There is a room filled with posters of The Beatles and Nirvana. On one side; a drawing of John Lennon looks at me while I hold a bunch of compact discs with strange covers. The stereo marks the last song of the album that changed it all.  I’m 10 years-old and while I feel at home, this is not my house.

The bedroom is my uncle’s; who was (is) the rebel soul of the family, and without him knowing it, he influenced me more than anyone else. It was thanks to him, that I discovered Ok Computer by Radiohead.

For a young girl who spoke not a single word of English, Radiohead‘s music was strange; but yet, I was amazed by Thom Yorke’s voice, the sound of hectic guitars, the chaotic mix of everyday noises and the contrasting changes of tempo and electronic beats. However, the most important thing is that Ok Computer spoke to me, in the right moment of my life: My father had recently died in a car accident. He was 35 years old.

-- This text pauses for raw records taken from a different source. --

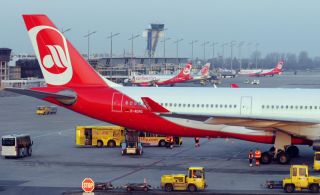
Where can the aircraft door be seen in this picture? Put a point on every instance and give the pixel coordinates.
(117, 102)
(246, 103)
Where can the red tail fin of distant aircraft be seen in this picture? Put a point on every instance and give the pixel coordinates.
(59, 61)
(279, 66)
(205, 70)
(233, 85)
(185, 72)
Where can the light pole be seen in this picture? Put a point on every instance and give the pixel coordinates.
(131, 39)
(88, 36)
(192, 43)
(232, 43)
(213, 45)
(257, 45)
(240, 60)
(110, 37)
(222, 47)
(248, 45)
(177, 42)
(204, 49)
(164, 46)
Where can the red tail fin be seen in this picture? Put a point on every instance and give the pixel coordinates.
(279, 65)
(205, 70)
(185, 72)
(233, 85)
(59, 61)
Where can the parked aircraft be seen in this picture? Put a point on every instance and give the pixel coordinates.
(255, 114)
(263, 72)
(158, 80)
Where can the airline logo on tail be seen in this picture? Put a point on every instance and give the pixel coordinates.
(53, 55)
(187, 69)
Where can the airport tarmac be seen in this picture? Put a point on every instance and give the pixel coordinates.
(58, 166)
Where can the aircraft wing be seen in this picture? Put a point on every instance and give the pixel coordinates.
(63, 97)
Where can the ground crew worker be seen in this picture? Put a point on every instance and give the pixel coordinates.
(257, 156)
(197, 141)
(250, 157)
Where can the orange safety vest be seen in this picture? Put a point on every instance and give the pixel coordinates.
(257, 154)
(250, 155)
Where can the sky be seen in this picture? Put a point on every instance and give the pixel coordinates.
(277, 25)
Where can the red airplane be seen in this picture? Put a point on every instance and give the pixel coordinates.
(185, 111)
(269, 72)
(158, 80)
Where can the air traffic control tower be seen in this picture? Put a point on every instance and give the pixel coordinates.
(4, 63)
(153, 33)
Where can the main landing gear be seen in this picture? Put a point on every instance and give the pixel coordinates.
(282, 151)
(282, 157)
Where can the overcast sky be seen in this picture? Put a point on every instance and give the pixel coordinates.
(277, 25)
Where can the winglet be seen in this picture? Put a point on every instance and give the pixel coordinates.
(154, 106)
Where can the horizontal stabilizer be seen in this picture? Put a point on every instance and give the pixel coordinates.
(154, 106)
(65, 97)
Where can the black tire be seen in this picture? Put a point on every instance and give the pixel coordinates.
(314, 188)
(99, 144)
(289, 188)
(111, 144)
(30, 151)
(266, 158)
(292, 151)
(283, 158)
(168, 187)
(192, 188)
(272, 149)
(162, 143)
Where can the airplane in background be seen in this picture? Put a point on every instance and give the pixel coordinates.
(263, 72)
(203, 76)
(255, 114)
(159, 80)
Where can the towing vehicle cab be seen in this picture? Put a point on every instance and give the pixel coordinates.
(316, 162)
(16, 146)
(300, 179)
(99, 136)
(194, 181)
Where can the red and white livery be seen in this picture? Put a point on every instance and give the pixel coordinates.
(247, 114)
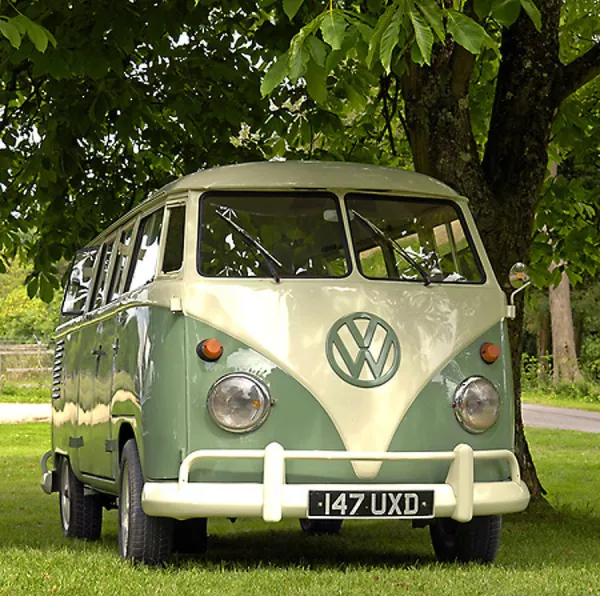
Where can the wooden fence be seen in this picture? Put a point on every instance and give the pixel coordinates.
(25, 358)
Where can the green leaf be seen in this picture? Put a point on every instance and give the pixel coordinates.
(11, 33)
(317, 50)
(482, 8)
(389, 40)
(275, 75)
(466, 32)
(506, 12)
(533, 12)
(434, 15)
(382, 25)
(291, 7)
(298, 60)
(316, 82)
(32, 287)
(38, 36)
(333, 29)
(415, 54)
(423, 35)
(46, 289)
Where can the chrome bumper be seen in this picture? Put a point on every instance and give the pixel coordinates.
(459, 497)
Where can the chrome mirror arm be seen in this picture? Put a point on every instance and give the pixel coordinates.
(511, 309)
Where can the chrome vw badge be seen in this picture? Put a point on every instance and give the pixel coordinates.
(363, 339)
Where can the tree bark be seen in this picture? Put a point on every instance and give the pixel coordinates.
(504, 187)
(564, 356)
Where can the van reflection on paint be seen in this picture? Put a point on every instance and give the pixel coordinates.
(319, 341)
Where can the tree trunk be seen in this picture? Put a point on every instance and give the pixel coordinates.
(504, 187)
(566, 368)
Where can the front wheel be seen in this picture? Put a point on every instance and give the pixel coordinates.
(476, 541)
(321, 526)
(142, 538)
(80, 514)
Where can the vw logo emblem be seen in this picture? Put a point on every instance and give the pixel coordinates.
(363, 350)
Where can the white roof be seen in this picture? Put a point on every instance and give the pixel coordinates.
(312, 175)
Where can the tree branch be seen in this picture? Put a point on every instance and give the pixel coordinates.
(576, 74)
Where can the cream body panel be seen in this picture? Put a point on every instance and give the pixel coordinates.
(289, 322)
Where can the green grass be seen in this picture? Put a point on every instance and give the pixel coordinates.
(549, 398)
(543, 551)
(37, 393)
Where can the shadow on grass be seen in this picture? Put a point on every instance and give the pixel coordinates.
(531, 540)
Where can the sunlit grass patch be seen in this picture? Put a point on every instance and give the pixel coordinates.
(543, 551)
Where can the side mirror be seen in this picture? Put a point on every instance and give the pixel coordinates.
(518, 275)
(519, 279)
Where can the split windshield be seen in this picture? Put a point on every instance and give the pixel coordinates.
(272, 235)
(300, 234)
(411, 240)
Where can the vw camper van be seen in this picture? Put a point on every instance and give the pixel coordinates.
(318, 341)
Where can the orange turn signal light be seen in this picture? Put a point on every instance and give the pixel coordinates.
(209, 349)
(489, 352)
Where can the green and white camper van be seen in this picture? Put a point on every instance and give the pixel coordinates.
(319, 341)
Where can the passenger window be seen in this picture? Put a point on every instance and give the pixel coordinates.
(101, 283)
(123, 251)
(145, 252)
(80, 281)
(173, 259)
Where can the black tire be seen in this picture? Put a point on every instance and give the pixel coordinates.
(475, 541)
(80, 514)
(321, 526)
(191, 536)
(142, 538)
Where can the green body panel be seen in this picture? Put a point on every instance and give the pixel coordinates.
(159, 387)
(298, 421)
(430, 423)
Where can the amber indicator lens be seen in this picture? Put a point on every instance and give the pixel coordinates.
(489, 352)
(209, 349)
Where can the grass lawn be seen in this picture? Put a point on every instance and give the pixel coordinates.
(543, 551)
(30, 393)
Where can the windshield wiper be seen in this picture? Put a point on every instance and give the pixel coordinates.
(394, 245)
(269, 260)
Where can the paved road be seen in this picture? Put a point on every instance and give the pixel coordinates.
(562, 418)
(533, 415)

In the mist of loneliness and sadness, music became my emotional support. It dragged me away from the bad moments I was going through. Ok Computer was the portrait of me in a world I didn’t feel any connection to.  During months, I would alienate myself from my surroundings while trying to understand why everything was the way it was. And even though this sounds awfully depressing, it marked a moment of forced maturity, where I wasn’t just a girl, I was a human being.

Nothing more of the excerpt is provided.